Study of excitability in semiconductor ring lasers: theory and experiment

Abstract

Semiconductor Ring Lasers (SRLs) are a novel class of semiconductor lasers whose active cavity is characterized by a circular geometry. SRLs have attracted attention due to the possibility of monolithical integration of thousands of them on the same chip in a cheap and reliable way. SRLs are interesting for applications that rely on the presence of two counter-propagating modes inside the optical cavity. For instance, fully symmetric coupled SRLs have been proposed as candidates for the realisation of small and fast all-optical memories. At the same time, a wealth of nonlinear and stochastic dynamics have been predicted and observed in symmetric SRLs which is a consequence of the underlying Z2-symmetry of the device.

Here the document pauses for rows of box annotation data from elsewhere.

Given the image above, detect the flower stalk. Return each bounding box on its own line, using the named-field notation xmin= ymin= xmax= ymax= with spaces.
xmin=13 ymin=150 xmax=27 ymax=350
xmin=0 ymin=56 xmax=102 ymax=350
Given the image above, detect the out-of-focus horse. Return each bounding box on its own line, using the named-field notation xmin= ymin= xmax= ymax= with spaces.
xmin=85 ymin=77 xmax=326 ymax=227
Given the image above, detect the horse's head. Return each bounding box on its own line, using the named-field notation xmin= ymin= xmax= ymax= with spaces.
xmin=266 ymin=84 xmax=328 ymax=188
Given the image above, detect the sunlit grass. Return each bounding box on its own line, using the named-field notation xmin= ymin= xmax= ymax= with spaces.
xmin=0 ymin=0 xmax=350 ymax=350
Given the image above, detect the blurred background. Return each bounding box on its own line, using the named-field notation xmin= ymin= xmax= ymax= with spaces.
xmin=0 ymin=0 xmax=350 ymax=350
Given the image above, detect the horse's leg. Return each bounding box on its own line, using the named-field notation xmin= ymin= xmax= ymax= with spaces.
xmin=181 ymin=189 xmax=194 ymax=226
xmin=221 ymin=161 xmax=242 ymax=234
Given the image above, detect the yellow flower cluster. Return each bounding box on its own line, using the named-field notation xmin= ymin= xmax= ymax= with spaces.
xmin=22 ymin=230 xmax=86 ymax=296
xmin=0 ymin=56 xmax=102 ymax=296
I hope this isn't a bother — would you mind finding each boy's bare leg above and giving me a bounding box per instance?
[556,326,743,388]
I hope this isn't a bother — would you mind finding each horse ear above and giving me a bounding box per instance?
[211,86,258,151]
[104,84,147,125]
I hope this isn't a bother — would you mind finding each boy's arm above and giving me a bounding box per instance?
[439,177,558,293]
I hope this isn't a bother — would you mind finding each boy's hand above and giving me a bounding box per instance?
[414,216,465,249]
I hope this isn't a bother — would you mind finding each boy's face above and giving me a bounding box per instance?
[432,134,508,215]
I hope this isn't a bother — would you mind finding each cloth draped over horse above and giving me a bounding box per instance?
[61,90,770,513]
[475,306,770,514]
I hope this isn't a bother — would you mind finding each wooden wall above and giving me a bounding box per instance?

However, unavoidable fabrication defects, material roughness and chip-cleaving break the device symmetry in an uncontrolled and unpredictable way, which may result in a deterioration of the device's performance in applications such as all-optical signal-processing. Despite their importance, the effects of symmetry breaking in SRLs remain unaddressed. In this contribution we investigate theoretically and experimentally the stochastic dynamics of SRLs with weakly broken Z2-symmetry . We show how the symmetry of an SRL can be experimentally manipulated using the reflection from a cleaved facet of a multi-mode optical fibre and a control electrode on the bus waveguide. The experiments are performed on an InP-based multi-quantum well SRL operating in single-longitudinal mode regime. The power at the CCW output is collected using a fast photodiode connected to an oscilloscope with a sampling rate of 4.0 ns. For a not-too-weak symmetry breaking, we reveal that SRLs become excitable and therefore can emit large, deterministic power bursts as a response to stochastic fluctuations. The origin of excitability is explained by investigating the topology of the invariant manifolds of an asymptotic two-dimensional phase space model with broken Z2-invariance. The results of the experiments confirm the prediction of the theory.